Altrove, invece, si è tentato di fare “smart working” senza essere smart. Senza digitalizzare i processi, senza formare i manager, senza cambiare la mentalità. E così molti hanno scambiato lo smart working per telelavoro, cioè lo stesso lavoro di prima… ma in salotto.
I benefici reali (e quelli che fingiamo di avere)
I veri vantaggi dello smart working non sono solo la flessibilità o il risparmio sul tragitto. Sono più profondi: la possibilità di lavorare per competenze e non per presenza, l’accesso a talenti lontani, una gestione più sostenibile del tempo e della concentrazione.
Ma serve una cultura manageriale che li sappia valorizzare. Senza questa evoluzione, il rischio è l’effetto opposto: isolamento, burnout, comunicazione frammentata e un confine labile tra lavoro e vita personale. In altre parole: più libertà, ma anche più responsabilità.
Il ritorno in ufficio: segno di nostalgia o paura del cambiamento?
Oggi molte aziende stanno invertendo la rotta. Non dichiarano “addio” allo smart working, ma ne riducono la portata. Tre giorni in ufficio, due da casa: il famoso modello ibrido, che spesso è solo un compromesso per evitare di affrontare il problema vero.
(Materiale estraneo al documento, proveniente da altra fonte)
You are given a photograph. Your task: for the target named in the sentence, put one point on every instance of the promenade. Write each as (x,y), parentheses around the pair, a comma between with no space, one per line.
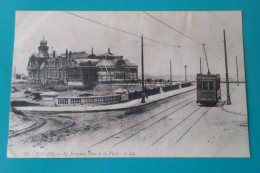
(121,106)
La verità è che non sappiamo ancora gestire la fiducia da remoto. E allora preferiamo tornare all’ambiente controllato, dove tutti possono essere “visti”. È un ritorno rassicurante, ma non sempre produttivo.
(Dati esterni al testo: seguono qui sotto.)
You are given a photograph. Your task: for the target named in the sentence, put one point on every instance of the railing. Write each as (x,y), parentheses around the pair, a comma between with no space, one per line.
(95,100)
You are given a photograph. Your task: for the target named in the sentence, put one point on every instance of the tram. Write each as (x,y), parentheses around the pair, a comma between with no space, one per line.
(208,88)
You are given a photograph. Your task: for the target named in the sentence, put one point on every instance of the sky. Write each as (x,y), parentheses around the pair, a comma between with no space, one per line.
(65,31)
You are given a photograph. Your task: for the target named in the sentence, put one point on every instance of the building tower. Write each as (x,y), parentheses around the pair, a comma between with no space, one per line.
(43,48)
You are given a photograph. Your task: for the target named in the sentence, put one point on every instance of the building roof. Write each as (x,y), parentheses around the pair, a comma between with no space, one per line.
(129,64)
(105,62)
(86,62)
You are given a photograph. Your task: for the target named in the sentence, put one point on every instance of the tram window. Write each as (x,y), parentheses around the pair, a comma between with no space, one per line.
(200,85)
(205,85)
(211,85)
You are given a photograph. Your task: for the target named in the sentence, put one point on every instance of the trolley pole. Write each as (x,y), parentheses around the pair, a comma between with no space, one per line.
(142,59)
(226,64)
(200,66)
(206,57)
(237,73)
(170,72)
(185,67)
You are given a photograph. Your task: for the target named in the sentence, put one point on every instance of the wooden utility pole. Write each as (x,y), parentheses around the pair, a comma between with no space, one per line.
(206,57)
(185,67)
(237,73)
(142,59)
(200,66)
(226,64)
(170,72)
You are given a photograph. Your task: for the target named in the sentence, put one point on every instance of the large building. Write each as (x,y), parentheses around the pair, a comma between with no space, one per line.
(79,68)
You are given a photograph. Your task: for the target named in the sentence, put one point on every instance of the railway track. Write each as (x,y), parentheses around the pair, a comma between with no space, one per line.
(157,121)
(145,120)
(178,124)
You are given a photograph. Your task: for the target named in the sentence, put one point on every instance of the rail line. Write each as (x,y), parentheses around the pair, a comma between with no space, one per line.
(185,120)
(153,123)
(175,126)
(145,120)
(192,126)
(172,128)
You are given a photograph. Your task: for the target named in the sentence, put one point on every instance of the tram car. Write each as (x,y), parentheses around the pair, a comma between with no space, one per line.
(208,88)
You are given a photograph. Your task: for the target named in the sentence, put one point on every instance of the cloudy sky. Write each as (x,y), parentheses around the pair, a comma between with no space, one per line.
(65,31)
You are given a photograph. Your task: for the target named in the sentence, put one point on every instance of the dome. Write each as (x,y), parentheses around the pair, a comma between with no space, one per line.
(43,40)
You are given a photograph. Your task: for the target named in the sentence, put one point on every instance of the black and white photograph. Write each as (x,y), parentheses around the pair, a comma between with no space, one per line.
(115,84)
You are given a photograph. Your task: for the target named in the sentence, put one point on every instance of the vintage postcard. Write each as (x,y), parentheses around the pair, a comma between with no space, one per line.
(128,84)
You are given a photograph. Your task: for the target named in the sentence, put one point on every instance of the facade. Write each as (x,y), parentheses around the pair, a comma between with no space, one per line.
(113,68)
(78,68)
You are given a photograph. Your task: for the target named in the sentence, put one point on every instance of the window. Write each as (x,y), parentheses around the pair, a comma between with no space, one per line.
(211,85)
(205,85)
Nel tech, invece, la tendenza resta opposta: chi sa lavorare bene da remoto non vuole più rinunciare a quella libertà. E le aziende che lo capiscono attraggono i talenti migliori.
Smart working 2.0: il lavoro non è più un luogo
Il futuro del lavoro non è “tornare in ufficio” o “restare a casa”. È superare il concetto stesso di luogo di lavoro. Il lavoro è uno spazio mentale, non fisico. È fatto di obiettivi, relazioni, strumenti, autonomia e fiducia.
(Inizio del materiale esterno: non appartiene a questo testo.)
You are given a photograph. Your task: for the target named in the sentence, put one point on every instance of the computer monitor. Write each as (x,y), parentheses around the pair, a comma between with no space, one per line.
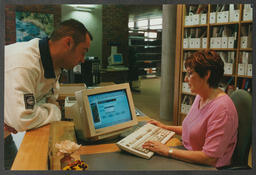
(115,59)
(103,112)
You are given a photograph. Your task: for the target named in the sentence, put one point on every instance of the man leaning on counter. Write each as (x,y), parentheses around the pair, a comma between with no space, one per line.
(32,70)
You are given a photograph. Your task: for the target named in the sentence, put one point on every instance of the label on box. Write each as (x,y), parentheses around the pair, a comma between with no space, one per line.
(234,15)
(197,42)
(183,108)
(224,42)
(187,20)
(191,43)
(240,69)
(212,17)
(225,16)
(203,18)
(249,70)
(204,42)
(212,42)
(231,42)
(219,17)
(228,68)
(218,42)
(185,43)
(196,19)
(244,41)
(247,15)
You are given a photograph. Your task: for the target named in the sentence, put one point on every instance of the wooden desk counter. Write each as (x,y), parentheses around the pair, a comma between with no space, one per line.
(38,145)
(33,151)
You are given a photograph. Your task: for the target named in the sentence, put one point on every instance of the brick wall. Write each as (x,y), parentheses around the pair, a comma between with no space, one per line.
(115,30)
(10,26)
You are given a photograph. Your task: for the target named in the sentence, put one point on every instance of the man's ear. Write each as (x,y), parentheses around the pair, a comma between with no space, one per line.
(208,75)
(68,42)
Lo smart working non è una moda, ma un banco di prova culturale. Ha diviso chi sa lavorare per risultati da chi sa solo “stare in azienda”. E il tech, in tutto questo, è stato il laboratorio perfetto: agile, distribuito, collaborativo.
In conclusione
Non è la pandemia ad aver inventato lo smart working. È stata la pandemia a costringerci a guardarci allo specchio.
Abbiamo scoperto che lavorare non significa “essere in ufficio”, ma creare valore ovunque ci si trovi. Il problema, semmai, è che l’Italia è un Paese dove il cambiamento arriva solo quando non si può più evitarlo.
E ora che lo smart working è entrato davvero nelle nostre vite, l’unica domanda sensata è: vogliamo continuare a subirlo o imparare finalmente a farlo bene?